Analytics & Insights
Clone Catalog collects detailed metrics about your clone operations and provides tools to analyze catalog usage, review clone history, and preview data differences between source and destination.
Usage analysis
Identify which tables in your catalog are actually being used — and which can be skipped to save time and cost.
Real-world scenario
Your production catalog has 500 tables, but your clone takes 3 hours and costs $40 in compute per run. Usage analysis reveals that 180 tables have not been queried in the last 90 days. By skipping those unused tables, you cut the clone time to 1.5 hours and halve the cost.
Usage
# Analyze table usage patterns
clxs usage-analysis --source production
# Analyze with a custom lookback period
clxs usage-analysis --source production --days 90
# Get skip recommendations
clxs usage-analysis --source production --recommend
# Clone with automatic unused table skipping
clxs clone \
--source production --dest staging \
--skip-unused
Output:
============================================================
USAGE ANALYSIS: production (last 90 days)

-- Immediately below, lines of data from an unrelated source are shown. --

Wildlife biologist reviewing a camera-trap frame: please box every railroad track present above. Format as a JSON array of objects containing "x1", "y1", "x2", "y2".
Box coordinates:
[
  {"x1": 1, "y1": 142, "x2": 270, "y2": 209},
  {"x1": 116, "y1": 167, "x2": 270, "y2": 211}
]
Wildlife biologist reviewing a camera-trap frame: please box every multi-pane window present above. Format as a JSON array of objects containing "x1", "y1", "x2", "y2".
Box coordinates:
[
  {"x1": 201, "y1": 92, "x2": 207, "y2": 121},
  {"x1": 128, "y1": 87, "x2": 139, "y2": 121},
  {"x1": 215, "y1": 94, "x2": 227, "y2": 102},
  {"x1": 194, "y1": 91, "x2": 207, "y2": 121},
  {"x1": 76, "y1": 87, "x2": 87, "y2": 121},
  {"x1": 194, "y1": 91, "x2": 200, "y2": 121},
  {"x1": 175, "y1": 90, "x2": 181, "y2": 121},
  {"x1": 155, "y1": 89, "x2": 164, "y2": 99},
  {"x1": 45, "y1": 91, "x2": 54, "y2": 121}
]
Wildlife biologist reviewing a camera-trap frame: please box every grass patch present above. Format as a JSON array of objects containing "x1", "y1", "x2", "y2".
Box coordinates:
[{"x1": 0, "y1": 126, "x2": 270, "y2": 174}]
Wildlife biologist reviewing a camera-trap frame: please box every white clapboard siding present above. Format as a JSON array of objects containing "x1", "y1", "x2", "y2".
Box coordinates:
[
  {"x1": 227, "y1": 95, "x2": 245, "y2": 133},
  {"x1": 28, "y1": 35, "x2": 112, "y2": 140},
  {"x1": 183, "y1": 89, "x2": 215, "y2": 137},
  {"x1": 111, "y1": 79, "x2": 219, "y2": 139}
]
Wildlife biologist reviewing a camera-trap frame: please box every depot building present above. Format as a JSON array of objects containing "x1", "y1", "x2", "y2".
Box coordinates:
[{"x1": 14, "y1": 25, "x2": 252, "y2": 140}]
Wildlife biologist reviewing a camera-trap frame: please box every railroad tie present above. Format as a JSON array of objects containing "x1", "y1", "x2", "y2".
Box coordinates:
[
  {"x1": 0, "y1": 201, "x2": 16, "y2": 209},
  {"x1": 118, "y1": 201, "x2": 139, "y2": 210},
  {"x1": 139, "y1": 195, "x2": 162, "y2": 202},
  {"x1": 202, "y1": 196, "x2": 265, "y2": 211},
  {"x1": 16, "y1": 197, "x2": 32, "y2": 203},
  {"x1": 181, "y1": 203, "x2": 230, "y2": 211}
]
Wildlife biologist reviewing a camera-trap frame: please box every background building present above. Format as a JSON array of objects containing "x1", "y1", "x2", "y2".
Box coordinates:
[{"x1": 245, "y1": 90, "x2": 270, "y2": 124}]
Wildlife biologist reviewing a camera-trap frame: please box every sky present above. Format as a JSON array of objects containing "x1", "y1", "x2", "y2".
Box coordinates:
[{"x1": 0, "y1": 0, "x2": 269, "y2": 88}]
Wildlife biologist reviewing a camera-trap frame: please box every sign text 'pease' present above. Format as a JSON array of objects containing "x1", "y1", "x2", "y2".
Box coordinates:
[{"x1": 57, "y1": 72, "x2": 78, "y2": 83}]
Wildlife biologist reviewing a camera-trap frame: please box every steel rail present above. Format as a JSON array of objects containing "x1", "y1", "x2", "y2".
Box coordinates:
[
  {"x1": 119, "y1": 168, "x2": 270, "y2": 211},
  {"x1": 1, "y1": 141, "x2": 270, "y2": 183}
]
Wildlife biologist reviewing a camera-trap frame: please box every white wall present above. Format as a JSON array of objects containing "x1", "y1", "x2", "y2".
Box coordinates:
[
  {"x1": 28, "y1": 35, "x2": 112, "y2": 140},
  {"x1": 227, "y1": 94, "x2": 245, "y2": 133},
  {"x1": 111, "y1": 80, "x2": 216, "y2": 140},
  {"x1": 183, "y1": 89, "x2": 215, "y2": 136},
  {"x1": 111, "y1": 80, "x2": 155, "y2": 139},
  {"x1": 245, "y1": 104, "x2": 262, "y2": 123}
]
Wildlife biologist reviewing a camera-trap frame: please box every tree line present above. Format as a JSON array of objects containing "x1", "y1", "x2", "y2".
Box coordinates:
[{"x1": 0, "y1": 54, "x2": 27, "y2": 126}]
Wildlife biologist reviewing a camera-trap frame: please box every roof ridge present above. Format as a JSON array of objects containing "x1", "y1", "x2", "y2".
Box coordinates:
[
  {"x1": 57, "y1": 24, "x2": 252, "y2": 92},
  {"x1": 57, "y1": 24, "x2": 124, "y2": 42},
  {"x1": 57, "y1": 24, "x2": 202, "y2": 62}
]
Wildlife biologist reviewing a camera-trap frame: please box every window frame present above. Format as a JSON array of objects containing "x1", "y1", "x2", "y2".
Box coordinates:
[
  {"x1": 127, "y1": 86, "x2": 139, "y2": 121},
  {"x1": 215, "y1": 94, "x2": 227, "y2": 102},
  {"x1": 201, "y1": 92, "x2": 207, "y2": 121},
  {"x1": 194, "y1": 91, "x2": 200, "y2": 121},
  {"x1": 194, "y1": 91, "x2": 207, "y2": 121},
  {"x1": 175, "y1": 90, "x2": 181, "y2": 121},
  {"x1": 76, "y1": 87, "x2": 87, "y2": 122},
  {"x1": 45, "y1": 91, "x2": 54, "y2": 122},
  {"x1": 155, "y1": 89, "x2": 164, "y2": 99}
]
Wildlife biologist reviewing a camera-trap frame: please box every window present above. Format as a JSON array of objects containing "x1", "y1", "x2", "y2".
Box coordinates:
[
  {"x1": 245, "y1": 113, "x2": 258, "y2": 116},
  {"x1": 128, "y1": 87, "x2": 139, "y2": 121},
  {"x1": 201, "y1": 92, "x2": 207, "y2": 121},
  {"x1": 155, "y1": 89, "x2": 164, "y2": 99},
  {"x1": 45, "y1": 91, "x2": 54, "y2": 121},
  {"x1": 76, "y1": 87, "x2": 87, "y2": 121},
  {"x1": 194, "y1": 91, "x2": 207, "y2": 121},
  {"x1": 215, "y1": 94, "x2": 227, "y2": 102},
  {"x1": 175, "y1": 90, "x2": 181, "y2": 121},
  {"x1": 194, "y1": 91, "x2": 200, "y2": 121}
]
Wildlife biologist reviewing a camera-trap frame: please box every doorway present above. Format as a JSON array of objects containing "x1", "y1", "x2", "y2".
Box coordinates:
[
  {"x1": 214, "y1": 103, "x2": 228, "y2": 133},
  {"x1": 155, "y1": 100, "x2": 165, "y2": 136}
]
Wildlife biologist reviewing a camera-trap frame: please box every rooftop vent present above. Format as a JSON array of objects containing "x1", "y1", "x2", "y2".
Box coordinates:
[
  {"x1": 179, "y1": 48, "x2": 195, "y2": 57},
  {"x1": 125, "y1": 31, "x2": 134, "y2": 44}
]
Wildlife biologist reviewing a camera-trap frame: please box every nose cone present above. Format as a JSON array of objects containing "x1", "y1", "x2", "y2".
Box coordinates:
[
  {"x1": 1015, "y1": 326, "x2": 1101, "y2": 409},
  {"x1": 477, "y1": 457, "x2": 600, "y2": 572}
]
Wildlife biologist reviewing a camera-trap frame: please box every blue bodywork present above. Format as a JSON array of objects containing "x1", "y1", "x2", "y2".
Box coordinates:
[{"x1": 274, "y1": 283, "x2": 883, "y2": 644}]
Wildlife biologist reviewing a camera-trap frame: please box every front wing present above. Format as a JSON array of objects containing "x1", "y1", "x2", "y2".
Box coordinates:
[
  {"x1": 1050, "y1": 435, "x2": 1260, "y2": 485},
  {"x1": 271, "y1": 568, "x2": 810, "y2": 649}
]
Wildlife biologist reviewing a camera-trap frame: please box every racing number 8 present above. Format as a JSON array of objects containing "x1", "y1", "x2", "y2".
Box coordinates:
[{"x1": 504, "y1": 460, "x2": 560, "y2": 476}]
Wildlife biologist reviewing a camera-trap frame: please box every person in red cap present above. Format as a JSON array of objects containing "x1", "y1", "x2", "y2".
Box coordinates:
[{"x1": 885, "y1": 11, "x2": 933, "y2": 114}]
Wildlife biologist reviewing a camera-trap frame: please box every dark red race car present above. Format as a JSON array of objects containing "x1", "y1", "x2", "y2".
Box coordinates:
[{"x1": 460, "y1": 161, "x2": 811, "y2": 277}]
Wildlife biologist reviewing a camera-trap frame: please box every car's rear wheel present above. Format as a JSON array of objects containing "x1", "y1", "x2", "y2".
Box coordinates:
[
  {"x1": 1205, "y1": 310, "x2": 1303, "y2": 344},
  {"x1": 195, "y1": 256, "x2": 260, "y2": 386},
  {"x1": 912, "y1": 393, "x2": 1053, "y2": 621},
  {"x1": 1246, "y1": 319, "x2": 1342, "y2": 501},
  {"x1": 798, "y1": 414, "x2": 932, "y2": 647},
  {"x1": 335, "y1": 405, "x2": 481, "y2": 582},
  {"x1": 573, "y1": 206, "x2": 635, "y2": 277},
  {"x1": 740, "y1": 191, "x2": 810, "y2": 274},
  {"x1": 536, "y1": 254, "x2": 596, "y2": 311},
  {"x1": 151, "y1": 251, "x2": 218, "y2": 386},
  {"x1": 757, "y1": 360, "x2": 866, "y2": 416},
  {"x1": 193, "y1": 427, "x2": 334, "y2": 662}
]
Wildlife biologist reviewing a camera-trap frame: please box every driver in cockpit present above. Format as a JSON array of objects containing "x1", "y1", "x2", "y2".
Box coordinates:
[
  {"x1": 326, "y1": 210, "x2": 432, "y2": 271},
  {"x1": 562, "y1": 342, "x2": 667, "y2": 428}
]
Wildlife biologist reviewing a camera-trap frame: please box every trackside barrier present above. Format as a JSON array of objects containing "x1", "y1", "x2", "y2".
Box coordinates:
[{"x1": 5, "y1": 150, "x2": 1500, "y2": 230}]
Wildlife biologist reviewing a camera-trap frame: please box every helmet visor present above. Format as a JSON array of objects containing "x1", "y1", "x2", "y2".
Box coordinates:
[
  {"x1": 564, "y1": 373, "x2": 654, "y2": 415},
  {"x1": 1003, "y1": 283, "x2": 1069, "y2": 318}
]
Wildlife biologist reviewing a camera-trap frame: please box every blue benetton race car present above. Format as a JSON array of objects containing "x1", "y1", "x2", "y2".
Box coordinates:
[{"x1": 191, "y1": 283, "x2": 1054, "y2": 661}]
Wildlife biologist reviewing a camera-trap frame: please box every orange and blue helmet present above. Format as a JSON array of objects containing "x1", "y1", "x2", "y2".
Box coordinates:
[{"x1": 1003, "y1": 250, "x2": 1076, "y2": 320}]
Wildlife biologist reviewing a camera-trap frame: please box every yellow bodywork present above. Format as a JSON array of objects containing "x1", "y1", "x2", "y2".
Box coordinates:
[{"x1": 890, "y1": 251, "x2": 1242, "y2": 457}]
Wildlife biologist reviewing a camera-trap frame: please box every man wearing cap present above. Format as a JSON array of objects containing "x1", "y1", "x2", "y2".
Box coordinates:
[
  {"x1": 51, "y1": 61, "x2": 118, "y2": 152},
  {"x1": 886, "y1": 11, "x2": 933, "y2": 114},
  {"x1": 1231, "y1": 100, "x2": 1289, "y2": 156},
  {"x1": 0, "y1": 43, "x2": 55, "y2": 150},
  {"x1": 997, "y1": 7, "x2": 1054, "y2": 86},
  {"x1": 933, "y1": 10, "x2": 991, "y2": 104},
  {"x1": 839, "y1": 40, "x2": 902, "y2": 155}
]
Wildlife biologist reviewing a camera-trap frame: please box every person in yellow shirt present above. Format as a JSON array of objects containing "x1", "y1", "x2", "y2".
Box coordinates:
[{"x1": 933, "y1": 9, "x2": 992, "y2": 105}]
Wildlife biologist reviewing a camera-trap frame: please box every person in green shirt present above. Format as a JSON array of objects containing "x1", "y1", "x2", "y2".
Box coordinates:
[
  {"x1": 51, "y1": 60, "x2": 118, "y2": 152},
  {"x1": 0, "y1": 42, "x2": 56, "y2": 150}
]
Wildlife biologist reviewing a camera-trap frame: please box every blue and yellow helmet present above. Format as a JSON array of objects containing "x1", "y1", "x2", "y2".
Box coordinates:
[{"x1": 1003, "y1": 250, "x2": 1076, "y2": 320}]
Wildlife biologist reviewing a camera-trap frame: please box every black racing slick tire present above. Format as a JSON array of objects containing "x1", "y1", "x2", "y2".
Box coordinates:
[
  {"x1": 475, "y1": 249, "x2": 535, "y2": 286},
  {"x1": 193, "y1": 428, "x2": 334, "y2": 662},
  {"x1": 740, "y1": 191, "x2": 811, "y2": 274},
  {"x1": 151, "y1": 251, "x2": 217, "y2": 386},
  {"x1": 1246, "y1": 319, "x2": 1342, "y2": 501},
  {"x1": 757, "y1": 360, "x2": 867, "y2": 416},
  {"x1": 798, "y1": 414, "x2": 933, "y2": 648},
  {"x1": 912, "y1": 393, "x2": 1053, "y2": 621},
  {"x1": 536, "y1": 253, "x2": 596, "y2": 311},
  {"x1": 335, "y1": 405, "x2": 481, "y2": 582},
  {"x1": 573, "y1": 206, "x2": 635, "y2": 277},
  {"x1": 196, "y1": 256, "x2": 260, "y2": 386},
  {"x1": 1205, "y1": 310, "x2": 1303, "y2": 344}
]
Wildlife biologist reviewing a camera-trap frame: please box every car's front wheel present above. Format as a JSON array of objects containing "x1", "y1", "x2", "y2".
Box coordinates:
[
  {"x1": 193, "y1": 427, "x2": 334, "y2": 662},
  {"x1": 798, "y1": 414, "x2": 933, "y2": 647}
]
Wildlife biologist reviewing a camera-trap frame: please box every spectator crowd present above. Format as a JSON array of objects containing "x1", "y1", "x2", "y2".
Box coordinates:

============================================================
Total tables: 500
Frequently used (daily queries): 142 tables
Occasionally used (weekly queries): 98 tables
Rarely used (monthly queries): 80 tables
Unused (no queries in 90 days): 180 tables
Top 10 most queried tables:
sales.transactions 12,450 queries
analytics.daily_metrics 8,230 queries
sales.customers 5,120 queries
reporting.monthly_summary 3,890 queries
...
RECOMMENDATIONS:
Skip 180 unused tables to save:
Estimated time saved: ~1.5 hours
Estimated storage saved: ~320 GB (deep clone)
Tables recommended for skipping:
analytics.legacy_report_2024 0 queries 12.3 GB
sales.orders_backup 0 queries 8.7 GB
marketing.campaign_archive 0 queries 5.2 GB
...
============================================================
Table categories
| Category | Definition | Default Action |
|---|---|---|
| Frequently used | Queried daily | Always clone |
| Occasionally used | Queried weekly | Clone by default |
| Rarely used | Queried monthly | Clone by default, flag for review |
| Unused | No queries in lookback period | Skip with --skip-unused |
Data source
Usage analysis queries Databricks system tables (system.access.audit) to determine query patterns. The service principal running Clone Catalog needs SELECT access to these system tables.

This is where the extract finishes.